The British Army of the Rhine is professional but it is small. It would have a catastrophic effect on our allies if we were seriously to entertain withdrawing this small but effective army. I see no other group that is likely to come from the Dutch or the Germans that could match what the British force does in playing a supportive role on the central front in Western Europe. I do not know how it could be argued in Washington that it is vital for the defence of the United States to station about 300,000 of its men in Europe while we feel that it is not vital to station 55,000 of our men in Europe. In political terms, let alone defence terms, that does not add up. Neither would it add up for those countries on the continent of Europe which have conscription and believe that we should.

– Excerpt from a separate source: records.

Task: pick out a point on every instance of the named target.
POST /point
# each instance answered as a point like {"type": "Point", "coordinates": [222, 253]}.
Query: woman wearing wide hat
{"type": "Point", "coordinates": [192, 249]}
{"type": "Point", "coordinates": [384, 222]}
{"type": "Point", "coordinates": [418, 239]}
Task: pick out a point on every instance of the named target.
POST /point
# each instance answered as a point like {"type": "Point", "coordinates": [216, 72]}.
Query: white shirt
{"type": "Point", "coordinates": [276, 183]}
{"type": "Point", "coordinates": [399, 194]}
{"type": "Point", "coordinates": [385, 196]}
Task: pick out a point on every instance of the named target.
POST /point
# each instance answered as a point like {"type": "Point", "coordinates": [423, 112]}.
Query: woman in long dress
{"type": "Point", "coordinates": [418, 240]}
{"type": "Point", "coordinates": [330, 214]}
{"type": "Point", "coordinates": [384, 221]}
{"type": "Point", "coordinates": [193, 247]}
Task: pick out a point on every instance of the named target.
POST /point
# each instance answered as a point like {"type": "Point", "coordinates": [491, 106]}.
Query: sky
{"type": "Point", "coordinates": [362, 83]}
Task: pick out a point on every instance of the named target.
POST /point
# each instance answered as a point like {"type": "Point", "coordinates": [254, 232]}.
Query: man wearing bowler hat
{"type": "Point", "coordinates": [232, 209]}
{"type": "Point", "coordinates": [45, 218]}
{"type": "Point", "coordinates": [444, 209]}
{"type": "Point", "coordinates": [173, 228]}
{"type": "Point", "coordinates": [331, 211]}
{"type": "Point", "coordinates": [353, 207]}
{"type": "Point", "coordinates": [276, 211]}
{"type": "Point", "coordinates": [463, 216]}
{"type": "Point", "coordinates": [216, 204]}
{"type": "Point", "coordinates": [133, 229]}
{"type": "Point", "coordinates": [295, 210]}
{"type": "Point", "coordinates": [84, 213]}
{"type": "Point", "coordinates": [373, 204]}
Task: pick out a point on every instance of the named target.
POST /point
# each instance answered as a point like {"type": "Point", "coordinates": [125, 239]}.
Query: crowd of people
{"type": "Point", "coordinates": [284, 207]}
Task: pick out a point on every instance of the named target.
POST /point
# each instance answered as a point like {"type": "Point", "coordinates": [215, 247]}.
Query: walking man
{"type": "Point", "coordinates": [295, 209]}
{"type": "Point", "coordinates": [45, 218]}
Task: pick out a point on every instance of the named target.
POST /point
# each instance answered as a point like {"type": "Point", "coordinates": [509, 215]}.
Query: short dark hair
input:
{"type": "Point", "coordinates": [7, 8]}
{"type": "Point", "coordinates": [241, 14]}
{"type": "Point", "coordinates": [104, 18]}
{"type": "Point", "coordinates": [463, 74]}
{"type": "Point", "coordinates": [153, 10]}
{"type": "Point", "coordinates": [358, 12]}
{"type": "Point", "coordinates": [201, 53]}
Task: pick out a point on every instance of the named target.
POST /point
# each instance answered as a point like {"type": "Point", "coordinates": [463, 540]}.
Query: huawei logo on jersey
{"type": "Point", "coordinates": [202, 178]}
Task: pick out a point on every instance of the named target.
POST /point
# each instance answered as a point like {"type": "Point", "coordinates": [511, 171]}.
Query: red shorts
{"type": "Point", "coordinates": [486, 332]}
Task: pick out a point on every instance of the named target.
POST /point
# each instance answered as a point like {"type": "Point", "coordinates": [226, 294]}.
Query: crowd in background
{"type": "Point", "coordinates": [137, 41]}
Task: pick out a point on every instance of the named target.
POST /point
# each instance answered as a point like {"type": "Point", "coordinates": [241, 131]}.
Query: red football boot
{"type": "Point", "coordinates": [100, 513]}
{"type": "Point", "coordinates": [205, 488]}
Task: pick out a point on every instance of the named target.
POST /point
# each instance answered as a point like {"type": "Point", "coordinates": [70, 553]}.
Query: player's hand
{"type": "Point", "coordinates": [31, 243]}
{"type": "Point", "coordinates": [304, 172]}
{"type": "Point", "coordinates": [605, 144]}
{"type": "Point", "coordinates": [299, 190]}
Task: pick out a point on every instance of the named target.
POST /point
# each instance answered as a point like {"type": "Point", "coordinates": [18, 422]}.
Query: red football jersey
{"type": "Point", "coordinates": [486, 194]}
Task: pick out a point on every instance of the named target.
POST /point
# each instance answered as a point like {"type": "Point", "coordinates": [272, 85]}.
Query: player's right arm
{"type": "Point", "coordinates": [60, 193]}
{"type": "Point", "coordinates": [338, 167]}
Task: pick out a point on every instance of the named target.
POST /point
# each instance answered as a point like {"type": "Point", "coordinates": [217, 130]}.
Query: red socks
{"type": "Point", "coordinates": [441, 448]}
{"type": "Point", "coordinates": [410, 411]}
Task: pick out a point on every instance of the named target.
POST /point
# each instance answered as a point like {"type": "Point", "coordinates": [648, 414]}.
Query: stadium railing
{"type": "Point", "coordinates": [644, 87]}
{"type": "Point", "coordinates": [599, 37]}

I have discussed this issue with many politicians and military staff in the course of my duties as a member of the manpower sub-committee. We can get away with the argument that we do not need conscription because we fulfil certain roles with the Royal Navy and the Air Force and because we have highly professional forces. However, if we reduce our forces in Europe or withdraw them, that argument will prove impossible to sustain. The pressure will then be on us to fulfil our role in NATO by introducing conscription.
My hon. Friend the Member for Aldershot (Mr. Critchley), whose knowledge in these matters is widely respected on both sides of the House, suggested that the important thing about a military presence in central Europe is not the reserves but the forces in being. He argued that if the forces in being are ready and available to defend, they deter. The decision to move soldiers in a crisis will always be a difficult one. How right my hon. Friend is.
He is supported by a former commander of the British Army of the Rhine, General Sir Harry Tuzo, who thinks that the warning of any attack on NATO, certainly on the central front, could come in the form of fragmentary, confused and ambiguous signs. In The Times today, he writes that a decision to move large blocks of troops across the Channel
will be stigmatised by some as provocation but will in any case, make a strong political and emotional impact in the countries concerned".
Those of us who live in the shadow of the Falkland Islands war know that the decision to send a task force while negotiations were still proceeding was regarded by some hon. Members as provocative. By stationing our Air Force and ground forces on the Continent of Europe we avoid falling into that trap. The problem becomes simpler and our forces, as my hon. Friend rightly said, will be seen to be acting as a true deterrent.
I do not want to rehash the Trident argument, but I believe that it would be folly now for a British Government to give the signal to the Soviet Union that we no longer believe that Trident or a British nuclear missile system has any strategic role to play. From the figures that I have heard today the cost arguments do not prove that on these grounds alone it should no longer be in our budget.
The costs in terms of proportion of defence effort and equipment do not at any time, as I understand the figures from the Government White Paper, exceed those that we have comfortably afforded or, if we have not comfortably afforded, agreed should be part of the cost of the development of a conventional aeroplane such as the Tornado.
There is also the wider political argument. As someone who respects the United States enormously, I say that it is prone to making political miscalculations and misjudgments along with the rest of us. If the Russians thought that they could take the risk of attacking the Alliance in the mistaken belief that the United States would not be prepared to use its nuclear weapons, they would have to take into account a nuclear weapon force which is British and European based. If we were to deny ourselves that, the risks and uncertainties of starting a war would be that much greater.